= Isaiah Perry =

English-Australian Methodist minister

The Rev. Isaiah Perry (c.1854 – 30 November 1911) was a Methodist minister, born and trained in England, who had a career in South Australia. He was the father of engineer Frank Perry and footballer Charlie Perry.

==History==
Isaiah Perry was born in "Lawley Bank", Dawley, Shropshire, a son of John Perry. He trained for the ministry at the Richmond Theological College (now Richmond University), then one of four Methodist theological training colleges in England. In 1880, while still in his probationary period, he emigrated to South Australia, where he was hospitably received by John Colton, and conducted services at the Walkerville Methodist church.

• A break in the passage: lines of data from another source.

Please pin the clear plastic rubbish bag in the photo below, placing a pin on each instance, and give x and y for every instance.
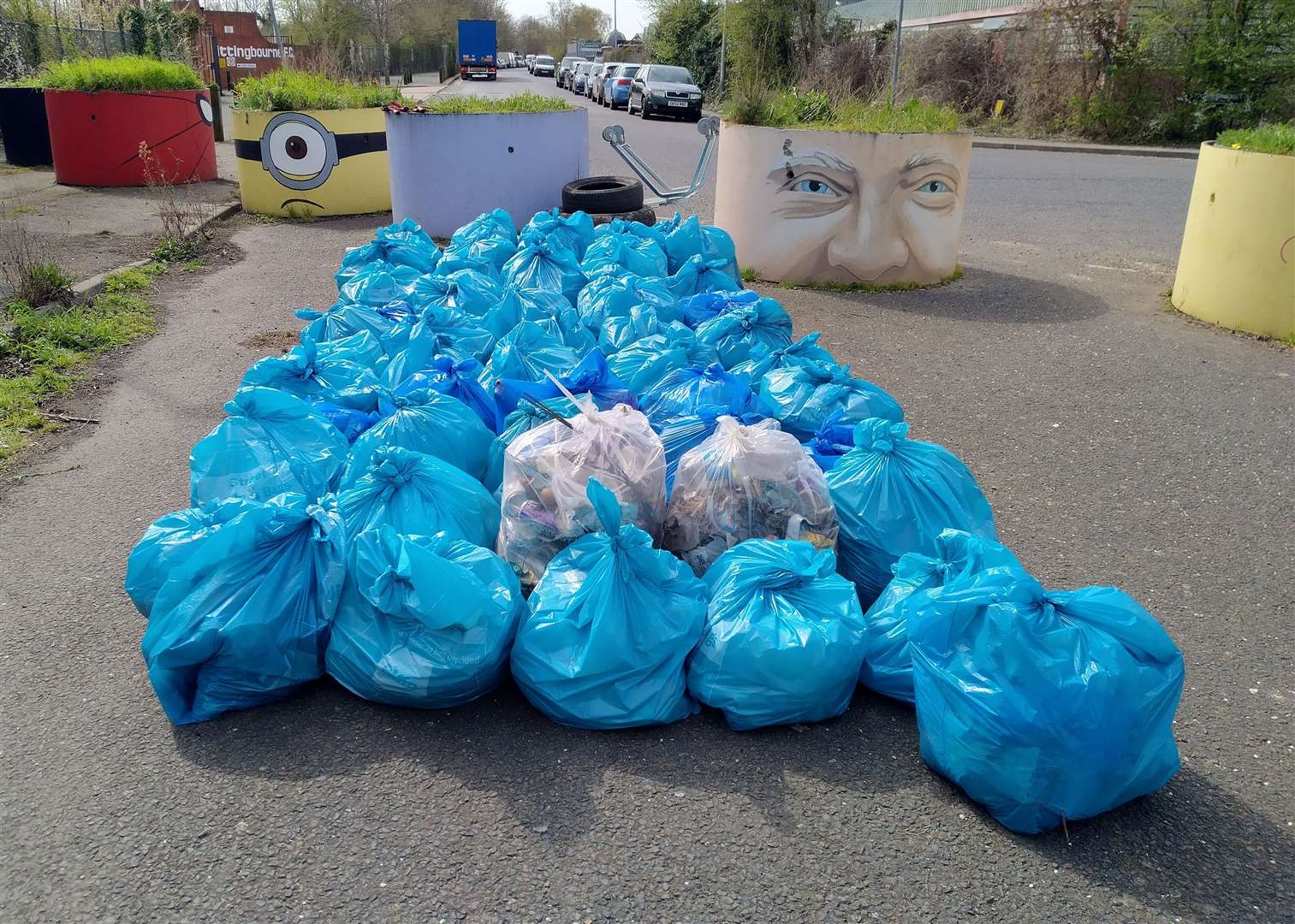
(424, 621)
(169, 542)
(918, 580)
(548, 469)
(803, 396)
(412, 492)
(609, 629)
(746, 482)
(1044, 706)
(894, 496)
(270, 443)
(539, 264)
(244, 620)
(784, 637)
(574, 231)
(426, 422)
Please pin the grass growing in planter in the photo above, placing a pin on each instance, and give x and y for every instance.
(817, 110)
(122, 74)
(1276, 139)
(297, 91)
(481, 105)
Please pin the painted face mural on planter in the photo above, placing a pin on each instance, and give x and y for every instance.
(815, 206)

He subsequently served at Kingston and Archer Street North Adelaide as junior minister, then three years each at Koolunga, Terowie, Maitland, Kadina, Willunga, Quorn, Mount Lofty, Woodville and after an 1897 sojourn in England, served at Payneham for four years, then Mount Gambier. Suffering from ill-health, he retired to "Devona", Port Elliot in the hopes of a rest cure, but after a few months' illness and a surgical operation, died, surrounded by his family, and after visits by friends Rev. Vivian Roberts (President of the Methodist Conference) and the Rev. W. A. Potts of Prospect.

==Family==
Isaiah Perry married Caroline Marie Paulina Roediger, eldest daughter of the Rev. Julius Roediger, on 8 October 1884. They had four sons and one daughter:
- John Perry (West Coast)
- Frank Tennyson Perry (4 February 1887 – 20 October 1965), industrialist and parliamentarian
- Rev. Charles Julius "Charlie" Perry (20 October 1888 – 4 January 1961) Methodist minister and Australian Rules footballer
- Albert Perry
- Nellie Perry
His brother Samuel Perry arrived in South Australia around 1886 and established a major iron works in Gawler which became the Perry Engineering factory.